GOP accuses Biden of increasing national dependence on Chinese resources

Senator Joni Ernst criticizes Minnesota's ban on mining copper and nickel, which are needed to manufacture electric cars, and for the increase in their purchase from the Asian country.

Republican senator Joni Ernst has come down hard on the Biden Administration, because of whose management "we have become even more dependent upon the Chinese" for raw materials since his arrival in the White House. Ernst charged that the government's "deranged environmental policy," instead of helping Americans, only "enriches the Communist Party of China."

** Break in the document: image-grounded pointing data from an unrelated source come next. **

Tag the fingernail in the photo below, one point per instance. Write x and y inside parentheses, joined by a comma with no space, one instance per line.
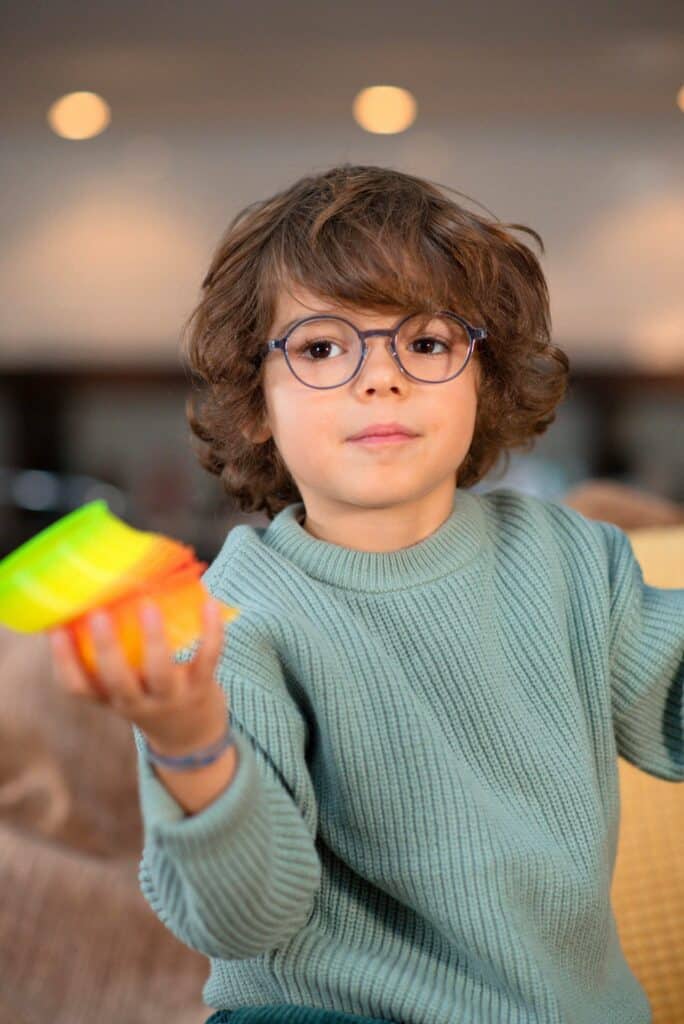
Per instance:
(151,614)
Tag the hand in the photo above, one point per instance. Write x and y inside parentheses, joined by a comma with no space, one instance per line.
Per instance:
(180,708)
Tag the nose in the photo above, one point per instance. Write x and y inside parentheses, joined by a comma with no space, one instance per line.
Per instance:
(381,339)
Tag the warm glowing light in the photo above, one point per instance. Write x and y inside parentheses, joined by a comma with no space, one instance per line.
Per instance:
(79,115)
(384,110)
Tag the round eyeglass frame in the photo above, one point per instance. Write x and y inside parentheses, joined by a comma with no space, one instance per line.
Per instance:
(475,334)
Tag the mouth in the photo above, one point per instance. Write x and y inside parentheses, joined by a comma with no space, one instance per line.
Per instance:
(375,439)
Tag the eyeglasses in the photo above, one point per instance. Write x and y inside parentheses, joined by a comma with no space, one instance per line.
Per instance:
(446,342)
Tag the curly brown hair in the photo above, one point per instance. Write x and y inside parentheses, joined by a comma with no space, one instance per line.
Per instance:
(415,249)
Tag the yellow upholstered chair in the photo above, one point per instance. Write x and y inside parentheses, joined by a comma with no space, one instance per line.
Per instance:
(648,885)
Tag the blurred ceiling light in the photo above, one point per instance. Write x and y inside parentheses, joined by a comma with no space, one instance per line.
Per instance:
(79,115)
(384,110)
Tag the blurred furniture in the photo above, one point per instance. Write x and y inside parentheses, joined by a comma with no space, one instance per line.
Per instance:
(79,943)
(648,884)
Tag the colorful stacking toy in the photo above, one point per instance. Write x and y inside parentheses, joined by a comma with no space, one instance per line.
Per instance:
(91,559)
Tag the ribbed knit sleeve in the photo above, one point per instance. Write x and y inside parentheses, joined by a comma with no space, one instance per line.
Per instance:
(646,645)
(239,878)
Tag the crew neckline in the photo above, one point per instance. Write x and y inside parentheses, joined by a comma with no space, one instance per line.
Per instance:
(450,547)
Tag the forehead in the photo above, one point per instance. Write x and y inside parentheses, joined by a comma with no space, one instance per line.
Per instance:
(296,300)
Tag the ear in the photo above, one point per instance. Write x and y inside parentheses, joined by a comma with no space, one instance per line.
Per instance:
(257,434)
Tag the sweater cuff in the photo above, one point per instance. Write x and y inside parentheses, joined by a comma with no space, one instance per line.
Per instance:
(166,819)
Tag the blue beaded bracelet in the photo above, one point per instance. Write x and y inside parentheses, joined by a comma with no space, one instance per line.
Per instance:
(197,760)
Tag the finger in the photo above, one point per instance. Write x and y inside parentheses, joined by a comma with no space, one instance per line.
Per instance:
(213,639)
(159,677)
(114,672)
(68,666)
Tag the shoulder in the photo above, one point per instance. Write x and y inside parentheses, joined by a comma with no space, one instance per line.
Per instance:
(552,530)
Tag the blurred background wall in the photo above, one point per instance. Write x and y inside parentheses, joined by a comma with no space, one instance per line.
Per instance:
(566,119)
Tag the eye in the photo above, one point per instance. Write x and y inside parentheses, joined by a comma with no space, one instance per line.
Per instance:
(430,340)
(309,346)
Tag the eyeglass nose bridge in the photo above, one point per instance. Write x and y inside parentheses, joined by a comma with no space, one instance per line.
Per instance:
(387,332)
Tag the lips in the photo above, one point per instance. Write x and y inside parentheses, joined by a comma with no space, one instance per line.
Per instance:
(383,430)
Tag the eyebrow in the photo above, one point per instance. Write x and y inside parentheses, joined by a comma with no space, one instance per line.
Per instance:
(286,327)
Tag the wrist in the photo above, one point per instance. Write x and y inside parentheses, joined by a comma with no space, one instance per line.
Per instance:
(201,755)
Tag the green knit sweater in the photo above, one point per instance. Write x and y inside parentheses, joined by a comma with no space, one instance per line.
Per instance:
(424,820)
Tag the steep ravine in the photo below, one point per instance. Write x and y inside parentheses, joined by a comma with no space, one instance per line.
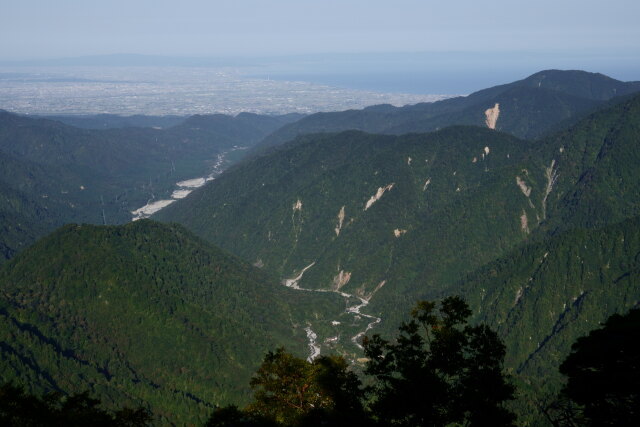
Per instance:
(352,308)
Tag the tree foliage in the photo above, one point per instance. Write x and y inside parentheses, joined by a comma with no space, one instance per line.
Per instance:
(293,391)
(439,370)
(603,374)
(18,408)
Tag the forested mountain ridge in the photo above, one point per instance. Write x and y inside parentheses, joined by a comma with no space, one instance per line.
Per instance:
(54,173)
(374,214)
(526,108)
(143,314)
(395,219)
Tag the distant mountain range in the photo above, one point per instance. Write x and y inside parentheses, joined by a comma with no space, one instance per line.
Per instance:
(143,314)
(461,210)
(527,108)
(54,173)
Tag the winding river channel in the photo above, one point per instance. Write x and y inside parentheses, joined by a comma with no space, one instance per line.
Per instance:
(183,188)
(354,309)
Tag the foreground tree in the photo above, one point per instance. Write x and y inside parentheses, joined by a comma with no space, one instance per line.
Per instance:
(290,391)
(439,371)
(603,375)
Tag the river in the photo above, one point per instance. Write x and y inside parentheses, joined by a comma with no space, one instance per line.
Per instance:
(314,347)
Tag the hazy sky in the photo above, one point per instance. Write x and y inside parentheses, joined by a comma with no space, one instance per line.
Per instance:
(59,28)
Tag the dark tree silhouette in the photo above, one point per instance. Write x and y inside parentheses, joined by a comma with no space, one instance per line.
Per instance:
(18,408)
(603,373)
(439,371)
(292,391)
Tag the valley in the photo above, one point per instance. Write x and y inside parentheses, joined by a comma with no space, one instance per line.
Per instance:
(184,188)
(156,266)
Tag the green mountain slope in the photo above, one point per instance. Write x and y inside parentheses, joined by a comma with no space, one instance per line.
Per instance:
(53,173)
(544,296)
(528,108)
(143,314)
(398,217)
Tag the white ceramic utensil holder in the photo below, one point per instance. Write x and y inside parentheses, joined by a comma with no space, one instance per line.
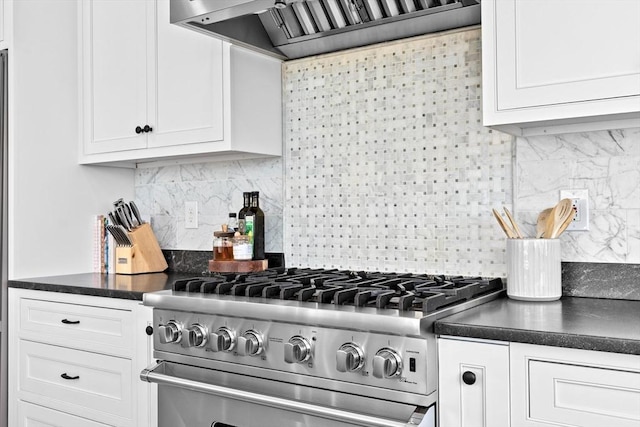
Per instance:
(533,269)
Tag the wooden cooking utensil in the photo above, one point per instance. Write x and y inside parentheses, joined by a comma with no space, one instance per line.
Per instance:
(557,217)
(505,227)
(541,223)
(567,221)
(513,223)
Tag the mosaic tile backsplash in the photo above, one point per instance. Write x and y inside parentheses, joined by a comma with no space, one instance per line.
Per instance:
(387,167)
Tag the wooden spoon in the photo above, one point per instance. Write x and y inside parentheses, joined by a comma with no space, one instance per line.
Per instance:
(567,221)
(541,223)
(513,222)
(557,217)
(507,230)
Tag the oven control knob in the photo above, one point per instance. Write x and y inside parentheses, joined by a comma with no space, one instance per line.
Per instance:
(170,332)
(297,350)
(386,363)
(250,343)
(224,339)
(349,358)
(196,336)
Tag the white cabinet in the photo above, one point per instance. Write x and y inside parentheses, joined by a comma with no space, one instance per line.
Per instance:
(473,383)
(152,90)
(551,67)
(554,386)
(77,359)
(524,385)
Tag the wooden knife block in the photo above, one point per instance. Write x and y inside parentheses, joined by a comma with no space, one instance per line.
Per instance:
(145,256)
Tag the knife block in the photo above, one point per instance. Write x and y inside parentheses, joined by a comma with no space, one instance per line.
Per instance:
(144,256)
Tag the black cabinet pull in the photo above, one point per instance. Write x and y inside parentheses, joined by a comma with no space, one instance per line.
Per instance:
(469,377)
(67,377)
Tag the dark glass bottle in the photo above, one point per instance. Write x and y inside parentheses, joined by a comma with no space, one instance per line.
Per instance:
(243,212)
(257,218)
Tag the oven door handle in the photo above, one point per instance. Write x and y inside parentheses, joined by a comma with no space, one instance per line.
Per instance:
(150,375)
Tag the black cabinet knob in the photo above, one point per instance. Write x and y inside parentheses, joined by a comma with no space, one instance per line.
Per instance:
(67,377)
(469,377)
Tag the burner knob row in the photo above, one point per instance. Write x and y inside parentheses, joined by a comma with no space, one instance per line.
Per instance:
(297,350)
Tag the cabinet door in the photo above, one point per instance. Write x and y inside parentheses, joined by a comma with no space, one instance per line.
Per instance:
(551,52)
(554,386)
(81,382)
(473,383)
(115,53)
(187,82)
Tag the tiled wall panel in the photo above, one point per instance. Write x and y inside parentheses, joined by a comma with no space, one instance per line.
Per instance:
(388,166)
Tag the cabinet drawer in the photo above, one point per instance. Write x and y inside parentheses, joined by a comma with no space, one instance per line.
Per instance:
(575,395)
(101,388)
(98,329)
(38,416)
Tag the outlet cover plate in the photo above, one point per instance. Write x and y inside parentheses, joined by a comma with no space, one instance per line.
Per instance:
(580,202)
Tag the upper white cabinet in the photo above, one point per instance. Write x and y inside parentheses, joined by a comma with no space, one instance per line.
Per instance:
(152,90)
(552,67)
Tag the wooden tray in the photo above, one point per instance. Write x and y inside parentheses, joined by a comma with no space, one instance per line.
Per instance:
(238,266)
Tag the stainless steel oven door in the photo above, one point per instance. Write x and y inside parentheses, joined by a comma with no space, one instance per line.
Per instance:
(190,396)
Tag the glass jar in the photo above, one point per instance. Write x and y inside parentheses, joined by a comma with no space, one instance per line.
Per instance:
(223,246)
(242,247)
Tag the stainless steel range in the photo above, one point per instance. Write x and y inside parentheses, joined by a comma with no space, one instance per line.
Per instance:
(303,347)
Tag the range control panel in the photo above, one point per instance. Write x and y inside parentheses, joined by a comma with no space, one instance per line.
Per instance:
(388,361)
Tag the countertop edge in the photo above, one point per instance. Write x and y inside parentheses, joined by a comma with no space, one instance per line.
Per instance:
(546,338)
(76,290)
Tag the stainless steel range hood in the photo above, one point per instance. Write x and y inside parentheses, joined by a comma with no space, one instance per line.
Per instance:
(289,30)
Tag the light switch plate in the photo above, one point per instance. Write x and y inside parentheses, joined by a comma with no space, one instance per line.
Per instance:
(580,202)
(191,214)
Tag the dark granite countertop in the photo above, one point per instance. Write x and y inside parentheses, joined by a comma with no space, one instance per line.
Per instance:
(584,323)
(104,285)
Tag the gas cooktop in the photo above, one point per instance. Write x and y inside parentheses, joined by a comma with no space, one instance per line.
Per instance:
(404,292)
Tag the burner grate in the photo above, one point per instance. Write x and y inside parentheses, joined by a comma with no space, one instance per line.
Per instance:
(403,292)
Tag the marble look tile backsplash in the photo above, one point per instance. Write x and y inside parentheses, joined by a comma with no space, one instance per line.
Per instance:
(607,164)
(387,167)
(161,193)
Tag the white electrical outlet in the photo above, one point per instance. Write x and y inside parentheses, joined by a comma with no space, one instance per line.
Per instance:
(190,214)
(580,202)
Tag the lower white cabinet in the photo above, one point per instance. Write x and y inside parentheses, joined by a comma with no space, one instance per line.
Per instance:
(554,386)
(525,385)
(29,415)
(75,361)
(473,383)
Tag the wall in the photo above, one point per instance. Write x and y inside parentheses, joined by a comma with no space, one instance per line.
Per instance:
(387,167)
(607,164)
(161,194)
(52,199)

In an interview with Larry Kudlow on Fox Business, the senator attacked the paradoxes of the administration's climate and energy policy. Ernst lamented that instead of taking advantage of the Biden administration's "huge electric vehicles push" to bolster national independence for the critical minerals needed, "we have to go to China to source them or we have to send our own product to China for refining."

China, the great beneficiary of Biden's policies

This is a clear allusion to the ban in Minnesota, decreed by the Department of the Interior, on mining copper and nickel, two minerals essential for the manufacture of electric vehicles, solar panels, wind turbines and other renewable energy devices, the great energy bet of the Democratic Administration. The reason given was that the maintenance of the mine posed too great a risk to the ecology of the area. The rejection significantly weakens the U.S. economy, especially in terms of achieving independence from third parties in obtaining raw materials, since the only nickel mine on national territory that is in operation will close in 2025.

"Source our natural resources."

Ernst insisted, stressing that the Biden Administration is leaving the US in a situation of dependence on its main world rival while also strengthening it economically. "We have become even more dependent upon the Chinese under the Biden administration. And again it goes back to deranged climate policy that is not benefiting Americans, but instead enriching the Communist Party of China," noted the senator.

From the GOP, they point out that the way forward should be the opposite, and laid out the benefits this path would bring to the country: "We should focus and source our natural resources here in the good old United States and provide for American jobs. If they want to go to EVs, great, make it a consumer choice. But let’s at least not utilize China and child and slave labor to obtain those critical minerals. We can do it much safer here."